Jugendschutzrechtliche Verbote von Posendarstellungen Minderjähriger
Vom Sexualstrafrecht im engeren Sinne zu unterscheiden sind die jugendschutzrechtlichen Verbote von Darstellungen von Kindern und Jugendlichen in unnatürlich(er) geschlechtsbetonter Körperhaltung nach § 4 Abs. 1 S.1 Nr. 9 Jugendmedienschutz-Staatsvertrag (JMStV) und § 15 Abs. 2 Nr. 4 Jugendschutzgesetz (JuSchG). Die Anforderungen an die unbestimmten Rechtsbegriffe "unnatürlich" und "geschlechtsbetont" wurden durch Rechtsprechung und Praxis inzwischen weitgehend präzisiert.
Tatbestandlich sind bestimmte erotographische Inhalte unterhalb der Schwelle der nach § 184 StGB strafbaren Pornographie. Erfasst werden mit Blick auf den Schutzzweck unter Umständen auch Abbildungen von Kindern und Jugendlichen in Reizwäsche, übermäßiger Schminke oder sonstigen aufreizenden Bekleidungen (OLG Celle, Beschl. v. 13.02.2007, Az. 322 Ss 24/07 (OWi)). Teilweise wird auch auf den Eindruck der sexuellen Verfügbarkeit von Minderjährigen oder eines "sexuell anbietenden" Verhaltens abgestellt (vgl. OLG Celle aaO.). Hinsichtlich des "Unnatürlichen" wird in der Rechtsprechung zum Teil darauf abgestellt, ob die Art und Weise der Darstellung der "Erwachsenenerotik" zuzuordnen ist (so etwa das AG Hannover mit Urt. v. 15.09.2006, Az. 262 OWi 3744 Js 13701/06 (38/06)).
Regelungsdivergenz im Jugendschutzrecht
Bemerkenswert ist freilich, dass die Verbotsreichweite für Online- und Offline-Medien erheblich divergiert: Während im Rundfunk und im Internet entsprechende Darstellungen generell untersagt sind und mithin auch Erwachsenen nicht zugänglich gemacht werden dürfen, untersagt das für den Offline-Bereich geltende JuSchG lediglich das Zugänglichmachen gegenüber Minderjährigen. Hiernach ist also das Verbreiten entsprechender Posendarstellungen von Kindern und Jugendlichen auf DVD, Blu-ray-Disc etc. an Erwachsene vollkommen legal. Diese Divergenz ist seit 2003 weithin bekannt, ohne dass sie Gegenstand von Änderungsgesetzen geworden ist. Vor diesem Hintergrund können die nun auf den Fall Edathy hin erfolgenden Reaktionen verantwortlich handelnder Personen in der Politik, man wolle Regelungslücken "prüfen", durchaus überraschen.

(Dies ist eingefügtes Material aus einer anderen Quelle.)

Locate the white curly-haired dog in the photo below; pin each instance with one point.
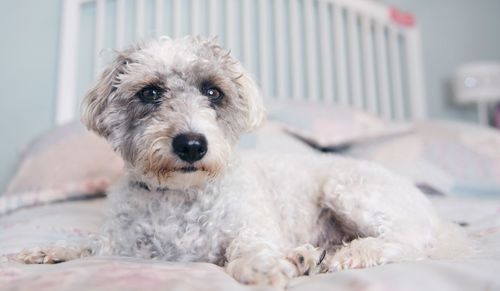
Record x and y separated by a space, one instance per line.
174 110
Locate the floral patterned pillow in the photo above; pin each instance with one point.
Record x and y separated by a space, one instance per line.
67 162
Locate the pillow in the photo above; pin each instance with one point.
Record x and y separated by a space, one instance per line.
66 162
328 127
450 157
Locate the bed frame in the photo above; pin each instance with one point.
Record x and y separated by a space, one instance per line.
357 53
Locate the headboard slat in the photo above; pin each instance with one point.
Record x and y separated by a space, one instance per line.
349 52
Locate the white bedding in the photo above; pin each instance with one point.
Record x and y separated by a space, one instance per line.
73 219
40 224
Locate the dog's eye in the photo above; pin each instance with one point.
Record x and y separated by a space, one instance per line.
150 94
214 93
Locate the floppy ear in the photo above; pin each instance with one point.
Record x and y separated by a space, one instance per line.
97 98
251 95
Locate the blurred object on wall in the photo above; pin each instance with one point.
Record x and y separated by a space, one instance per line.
497 116
478 83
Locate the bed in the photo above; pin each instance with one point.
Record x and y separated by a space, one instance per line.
354 87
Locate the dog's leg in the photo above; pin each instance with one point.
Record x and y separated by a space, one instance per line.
387 219
260 261
61 251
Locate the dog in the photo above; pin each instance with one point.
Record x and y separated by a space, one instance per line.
174 110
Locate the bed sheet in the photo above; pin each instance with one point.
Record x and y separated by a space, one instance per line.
71 220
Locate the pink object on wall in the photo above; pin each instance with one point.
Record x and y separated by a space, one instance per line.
401 17
497 116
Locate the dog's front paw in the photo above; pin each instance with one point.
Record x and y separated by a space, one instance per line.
258 270
54 254
362 253
308 260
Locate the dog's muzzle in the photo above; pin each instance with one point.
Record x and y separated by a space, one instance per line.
190 147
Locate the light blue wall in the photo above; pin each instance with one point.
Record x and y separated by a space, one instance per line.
453 32
28 62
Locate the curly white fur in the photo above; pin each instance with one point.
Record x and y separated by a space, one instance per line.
265 218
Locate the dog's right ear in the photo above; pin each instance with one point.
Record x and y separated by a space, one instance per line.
97 98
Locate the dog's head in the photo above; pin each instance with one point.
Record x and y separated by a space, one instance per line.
174 109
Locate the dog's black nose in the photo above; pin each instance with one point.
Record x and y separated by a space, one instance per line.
190 147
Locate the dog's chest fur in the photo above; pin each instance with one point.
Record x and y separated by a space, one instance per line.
180 226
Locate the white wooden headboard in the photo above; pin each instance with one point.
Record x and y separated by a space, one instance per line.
358 53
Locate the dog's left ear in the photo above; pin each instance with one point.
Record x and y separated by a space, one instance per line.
251 95
96 100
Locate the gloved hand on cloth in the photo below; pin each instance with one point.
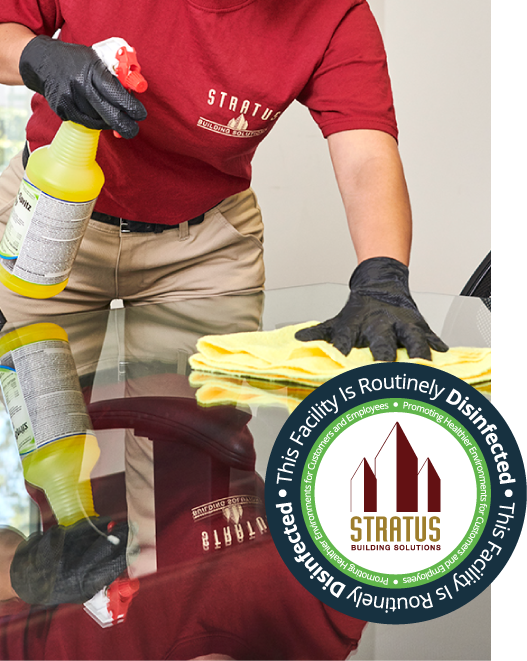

Ungeachtet der dargestellten Regelungsdiskrepanz ist aber ohnehin fraglich, ob die nunmehr diskutierten Nacktfotos aus Alltagssituationen von Kindern und Jugendlichen überhaupt den Jugendschutzverboten unterfallen. Zunächst sind der Besitz und die Besitzverschaffung ohnehin nicht untersagt. Überdies wird es bei einschlägigen Darstellungen gerade an einer "unnatürlichen Geschlechtsbetontheit" fehlen. Insgesamt kommt dem Verbotstatbestand selbst im Internet fast keine praktische Bedeutung zu, was entweder auf ein Vollzugsdefizit oder auf Ausweichbewegungen der Klientel in den noch nicht erfassten vortatbestandlichen Bereich hindeuten könnte. Die für die staatliche Aufsicht zuständige Kommission für Jugendmedienschutz (KJM) hat insoweit in einer aktuellen Pressemitteilung zwar verlautbart, der Bereich der jugendschutzrechtlichen Posenverbote sei eine ihrer Kernaufgaben. Ausweislich der eigenen Statistik gab es im Jahr 2013 indes keinen einzigen Aufsichtsfall wegen Verstoßes gegen § 4 Abs. 1 S. 1 Nr. 9 JMStV.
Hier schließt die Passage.